BankAccountExceptionTest.java
class BankAccountExceptionTest {

private BankAccount account;

@BeforeEach
void setUp() { account = new BankAccount(100.0); }

@Test
void withdraw_moreThanBalance_throwsInsufficientFunds() {
// assertThrows returns the exception so you can inspect its message
InsufficientFundsException ex = assertThrows(
InsufficientFundsException.class,
() -> account.withdraw(200.0) // this line should throw
);
assertTrue(ex.getMessage().contains("Insufficient"));
}

@Test
void constructor_negativeInitialBalance_throwsIllegalArgument() {
assertThrows(IllegalArgumentException.class,
() -> new BankAccount(-50.0));
}

@Test
void deposit_zeroAmount_throwsIllegalArgument() {
assertThrows(IllegalArgumentException.class,
() -> account.deposit(0));
}
}

Key point: assertThrows asserts the lambda throws AND returns the exception for further inspection — far cleaner than a try/catch block.

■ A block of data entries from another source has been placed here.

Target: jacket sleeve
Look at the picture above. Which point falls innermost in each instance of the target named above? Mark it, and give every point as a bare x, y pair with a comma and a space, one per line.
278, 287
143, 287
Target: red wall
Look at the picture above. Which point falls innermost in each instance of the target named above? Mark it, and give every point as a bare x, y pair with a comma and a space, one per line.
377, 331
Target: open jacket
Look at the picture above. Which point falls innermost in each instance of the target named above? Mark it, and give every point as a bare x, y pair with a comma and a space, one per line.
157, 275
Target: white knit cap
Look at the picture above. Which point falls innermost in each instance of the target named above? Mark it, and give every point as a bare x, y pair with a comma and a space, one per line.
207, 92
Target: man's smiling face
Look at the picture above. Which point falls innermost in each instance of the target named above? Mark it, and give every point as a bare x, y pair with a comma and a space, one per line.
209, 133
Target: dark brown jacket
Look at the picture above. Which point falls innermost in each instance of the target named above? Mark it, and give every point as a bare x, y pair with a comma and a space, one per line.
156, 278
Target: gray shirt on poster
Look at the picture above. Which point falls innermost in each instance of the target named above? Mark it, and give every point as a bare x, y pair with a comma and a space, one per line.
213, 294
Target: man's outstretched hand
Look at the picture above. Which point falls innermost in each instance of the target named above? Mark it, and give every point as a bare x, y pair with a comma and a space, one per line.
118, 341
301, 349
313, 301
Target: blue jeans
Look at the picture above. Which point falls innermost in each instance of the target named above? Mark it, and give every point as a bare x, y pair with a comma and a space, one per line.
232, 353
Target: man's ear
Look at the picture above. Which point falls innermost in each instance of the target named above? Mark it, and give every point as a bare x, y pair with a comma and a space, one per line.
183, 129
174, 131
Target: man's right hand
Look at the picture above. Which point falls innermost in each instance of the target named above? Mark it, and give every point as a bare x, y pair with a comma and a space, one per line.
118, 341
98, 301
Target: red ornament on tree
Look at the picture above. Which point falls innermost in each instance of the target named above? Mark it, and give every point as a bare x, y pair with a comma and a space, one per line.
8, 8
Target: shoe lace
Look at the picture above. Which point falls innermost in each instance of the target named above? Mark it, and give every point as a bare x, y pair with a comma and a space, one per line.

Example 4: Parameterized Deposit Tests

Instead of writing one test per deposit amount, use @ParameterizedTest:

BankAccountParamTest.java
import org.junit.jupiter.params.ParameterizedTest;
import org.junit.jupiter.params.provider.*;

class BankAccountParamTest {

@ParameterizedTest(name = "Depositing {0} → balance should be {1}")
@CsvSource({
"50.0, 150.0",
"0.01, 100.01",
"200.0, 300.0"
})
void deposit_variousAmounts_updatesBalance(double depositAmount, double expectedBalance) {
BankAccount account = new BankAccount(100.0);
account.deposit(depositAmount);
assertEquals(expectedBalance, account.getBalance(), 0.001);
}

@ParameterizedTest(name = "Invalid deposit amount: {0}")
@ValueSource(doubles = {0.0, -1.0, -100.0})
void deposit_invalidAmounts_throwException(double invalidAmount) {
BankAccount account = new BankAccount(100.0);
assertThrows(IllegalArgumentException.class,
() -> account.deposit(invalidAmount));
}
}

What to observe:

  • @CsvSource provides multiple rows of (input, expected-output) pairs.
  • @ValueSource provides a single input per row.
  • The name attribute formats the test report: instead of [1], you see "Depositing 50.0 → balance should be 150.0".

Example 5: Nested Tests for Structured Scenarios

BankAccountNestedTest.java
@DisplayName("BankAccount")
class BankAccountNestedTest {

@Nested
@DisplayName("given an account with £100")
class WithHundredPounds {

BankAccount account;

@BeforeEach
void setUp() { account = new BankAccount(100.0); }

@Nested
@DisplayName("when withdrawing £50")
class WithdrawFifty {

@BeforeEach
void doWithdraw() { account.withdraw(50.0); }

@Test
@DisplayName("balance is £50")
void balanceIsFifty() {
assertEquals(50.0, account.getBalance(), 0.001);
}

@Test
@DisplayName("a second withdrawal of £60 fails")
void secondWithdrawFails() {
assertThrows(InsufficientFundsException.class,
() -> account.withdraw(60.0));
}
}
}
}

What to observe:

  • @Nested classes mirror the structure of the production class scenarios.
  • Each nested class can have its own @BeforeEach.
  • The test report tree looks like: BankAccount > given an account with £100 > when withdrawing £50 > balance is £50.

Running the Tests

With Maven:

# Run all tests
mvn test

# Run only tests tagged "unit"
mvn test -Dgroups=unit

# Run a specific test class
mvn test -Dtest=BankAccountTest

With Gradle:

./gradlew test
./gradlew test --tests "BankAccountParamTest"

What You've Practiced

ConceptExample
@BeforeEach for test isolationExamples 2, 3
assertEquals, assertThrows, assertAllExamples 2, 3
@ParameterizedTest + @CsvSource + @ValueSourceExample 4
@Nested for structured scenariosExample 5
@DisplayName for readable reportsAll examples

Next, try adding a TransferService that moves money between two accounts and write tests for concurrent transfers using @RepeatedTest.